Tasting the different stages of pressing
Let us revisit the traditional pressing method here. Once one becomes aware of the latest method, one might be forgiven for thinking that perhaps this method should be used to press all sake. However, there is a separate enjoyment to be had from the traditional and Yabuta styles - tasting the different stages of pressing.
Here, we draw an analogy to a wet towel, whereby the moromi is a soaked towel, the water is sake, and the towel is the sake-kasu. The wet towel will drip water at first quite naturally. And once that stops, you can wring it to squeeze a little more water. And one final wring with some might will squeeze the last of the water.
The pressing of sake is the same, and at first the sake drips naturally, and then a little more with some pressure, and finally a little bit more with enough pressure. Most sake do not separate out these three stages of pressing and are blended. However, in reality, the taste varies depending on the stage.

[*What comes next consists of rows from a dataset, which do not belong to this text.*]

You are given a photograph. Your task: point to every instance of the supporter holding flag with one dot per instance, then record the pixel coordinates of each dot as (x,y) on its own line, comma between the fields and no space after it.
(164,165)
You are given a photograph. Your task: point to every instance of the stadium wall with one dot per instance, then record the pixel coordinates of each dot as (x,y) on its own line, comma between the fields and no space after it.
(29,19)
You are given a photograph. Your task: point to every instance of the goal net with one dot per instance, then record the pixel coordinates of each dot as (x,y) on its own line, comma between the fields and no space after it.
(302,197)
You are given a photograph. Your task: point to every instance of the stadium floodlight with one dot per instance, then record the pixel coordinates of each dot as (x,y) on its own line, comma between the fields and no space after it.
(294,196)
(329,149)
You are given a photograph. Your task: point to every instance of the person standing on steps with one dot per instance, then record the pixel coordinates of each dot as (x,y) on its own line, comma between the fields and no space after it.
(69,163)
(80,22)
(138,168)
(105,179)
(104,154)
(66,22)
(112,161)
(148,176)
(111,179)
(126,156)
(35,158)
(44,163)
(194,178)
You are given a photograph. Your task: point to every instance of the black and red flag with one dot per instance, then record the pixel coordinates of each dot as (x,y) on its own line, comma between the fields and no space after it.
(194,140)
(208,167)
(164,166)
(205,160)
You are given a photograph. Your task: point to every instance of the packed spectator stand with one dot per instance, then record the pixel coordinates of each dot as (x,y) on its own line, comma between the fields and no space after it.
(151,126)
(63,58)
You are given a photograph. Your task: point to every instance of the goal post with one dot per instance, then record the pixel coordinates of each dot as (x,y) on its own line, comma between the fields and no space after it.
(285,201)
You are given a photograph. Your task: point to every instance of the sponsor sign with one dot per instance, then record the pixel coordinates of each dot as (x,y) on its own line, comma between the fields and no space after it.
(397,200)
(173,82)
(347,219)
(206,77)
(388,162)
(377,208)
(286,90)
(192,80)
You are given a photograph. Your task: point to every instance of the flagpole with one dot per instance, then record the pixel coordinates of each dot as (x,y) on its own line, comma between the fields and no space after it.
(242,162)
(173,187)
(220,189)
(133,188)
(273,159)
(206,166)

The sake harvested across the different stages are called “ararabashiri”, “nakadori” (or “nakadare”, “nakagumi”), and “seme”. It is becoming increasingly common to show these on a sake label so you may have come across some of these already. Let us learn about each of the characteristics.
Arabashiri (literally, “rough run”) is the part that naturally drips out by the gravitational pull sans pressure in a vat press. Being the first to be produced, it is the freshest and most aromatic, but can have a rather strong punch, creating a bold sake.
Nakadori (or nakadare, nakagumi), translated as “middle” – “pickings”, “drip” or “draw”) is the portion produced with moderate pressure and comprises most of the total sake harvested from a vat press. The moromi is pressed through not only the cloth but also the residues from the ‘arabashiri’, remaining on the inner folds of the cloth. It has a clearness in balance between taste and aroma and is considered to be the best of the three stages.
The seme (verb for “torment”) is the last sake that is pressed with extra added pressure after the nakadori. It has a completely different taste from arabashiri and is a complex sake with a deep taste.
As we have seen, the pressing step which gives the final touch in the brewing process simply known as joso is actually a multifaceted step. Each process as unique as the sake that is collected, which further reveals layers depending on the stages of pressing.
Just as the finishing touch is important in any process, the same goes for sake brewing. The brewer and toji put in a lot of thought to what qualities they would like their sake to possess, to select the best suited method, or even to come up with new methods and improvements in order to squeeze even more enjoyment from the sake. By paying attention to the pressing method, you may be able to conjure in your mind scenes from the brewery, the emotions with which the brewers have created the sake, drawing you further into all that the sake has to share with you.